Third, perhaps most notably, the SAMR Abuse of Dominance Regulation goes at great length to describe the circumstances of “valid reasons” justifying potentially abusive conduct – both in the individual provisions for each type of abuse and in a separate, additional stand-alone provision.
Fourth, similar to the SAMR Agreements Regulation, the SAMR Abuse of Dominance Regulation puts forward criteria for operating the AML’s “catch-all clause” for finding new types of abuse of dominance, explicitly requiring that SAMR prove the anti-competitive effects of the conduct.
With 25 provisions, the SAMR Administrative Monopoly Regulation is the shortest of the three regulations.

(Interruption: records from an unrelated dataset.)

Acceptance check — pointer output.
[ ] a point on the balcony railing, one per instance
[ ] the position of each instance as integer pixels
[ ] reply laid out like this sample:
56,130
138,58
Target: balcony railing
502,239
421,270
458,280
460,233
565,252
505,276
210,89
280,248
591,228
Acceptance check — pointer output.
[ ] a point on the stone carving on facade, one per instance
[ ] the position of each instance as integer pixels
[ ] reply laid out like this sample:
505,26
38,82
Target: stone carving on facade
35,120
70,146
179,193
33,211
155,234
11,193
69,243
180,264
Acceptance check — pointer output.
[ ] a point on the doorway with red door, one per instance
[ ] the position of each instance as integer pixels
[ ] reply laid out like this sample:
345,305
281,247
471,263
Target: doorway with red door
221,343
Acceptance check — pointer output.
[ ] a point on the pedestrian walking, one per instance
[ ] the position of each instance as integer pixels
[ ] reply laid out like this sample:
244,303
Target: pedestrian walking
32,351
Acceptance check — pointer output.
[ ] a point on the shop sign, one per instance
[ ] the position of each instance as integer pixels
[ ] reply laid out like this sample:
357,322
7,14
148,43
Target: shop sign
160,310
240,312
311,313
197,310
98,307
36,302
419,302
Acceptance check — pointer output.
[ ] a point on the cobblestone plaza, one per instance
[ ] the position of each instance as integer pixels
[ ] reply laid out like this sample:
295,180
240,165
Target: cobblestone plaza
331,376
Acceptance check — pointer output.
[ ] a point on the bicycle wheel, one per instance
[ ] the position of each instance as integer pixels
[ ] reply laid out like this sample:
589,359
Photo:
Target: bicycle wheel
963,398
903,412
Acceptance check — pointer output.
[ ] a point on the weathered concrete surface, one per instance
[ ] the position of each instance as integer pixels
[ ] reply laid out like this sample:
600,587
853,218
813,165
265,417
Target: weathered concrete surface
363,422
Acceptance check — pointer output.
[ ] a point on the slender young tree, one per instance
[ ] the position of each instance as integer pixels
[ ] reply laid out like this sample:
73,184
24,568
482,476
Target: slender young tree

On the procedural side, the SAMR Administrative Monopoly Regulation naturally differs from the other two regulations, as the AML does not empower SAMR to impose sanctions on the infringing administrative organ but only to issue recommendations to the organ’s hierarchically superior body on how to rectify the anti-competitive conduct. However, bearing in mind this significant procedural difference, it seems the SAMR Administrative Monopoly Regulation attempts to find as much common ground as possible with the SAMR Agreements Regulation and the SAMR Abuse of Dominance Regulation, on aspects such as jurisdiction, case delegation, complaints and other procedural steps.
The substantive provisions of the SAMR Administrative Monopoly Regulation largely follow the structure of the AML, providing some more detail on what specific government actions can be deemed to be anti-competitive. The main focus of the provisions is to regulate two types of anti-competitive government conduct – exclusivity for certain producers/service providers to the detriment of others, and restrictions to the free movement of goods, services and investment within China.
Perhaps the most interesting feature of the SAMR Administrative Monopoly Regulation is not what it says, but what it does not say: there is no direct reference to the “Fair Competition Review System,” a policy originally established outside the AML framework which aims to screen government rules, policies and actions for their compatibility with market competition.
The procedural aspects in the three regulations are similar. To a large extent, the procedural provisions are not ground-breaking. Admittedly, the rules on jurisdiction by SAMR’s provincial offices and case delegation between offices are key to future AML enforcement, as the antitrust human resources at central SAMR in Beijing are very limited. However, those rules are not new, but were decided late 2018 when SAMR issued its Notice on Anti-Monopoly Enforcement Delegation.
In contrast, a new feature in the three regulations is the push for additional publicity and transparency in SAMR’s decision-making process. In particular, the regulations mandate publication of all final decisions – seemingly including settlement decisions and decisions recommending rectification of administrative monopoly conduct, politically quite a sensitive topic in China.
There is also an attempt at consistency in terms of substantive rules. For example, both the SAMR Agreements Regulation and the SAMR Abuse of Dominance Regulation call for an effects-based analysis for new types of anti-competitive agreements and abuse of dominance under the AML’s “catch-all clauses.”
However, the attempt to streamline the set of regulations is not present throughout. For example, there is a noticeable difference among the three regulations on how to “justify” potentially anti-competitive conduct: while there is a lot of detail in the SAMR Abuse of Dominance Regulation, the SAMR Agreements Regulation contains very little, and the SAMR Administrative Monopoly Regulation virtually no, guidance (despite the fact that the implementing rules for the “Fair Competition Review System” provide for justification possibilities, by way of exception, for anti-competitive government actions).
Overall, although a different format for the implementing rules – such as guidelines with case studies or hypothetical examples – might have provided more clarity for market players, the three SAMR regulations provide some welcome guidance as to how the authority will interpret and enforce the AML going forward.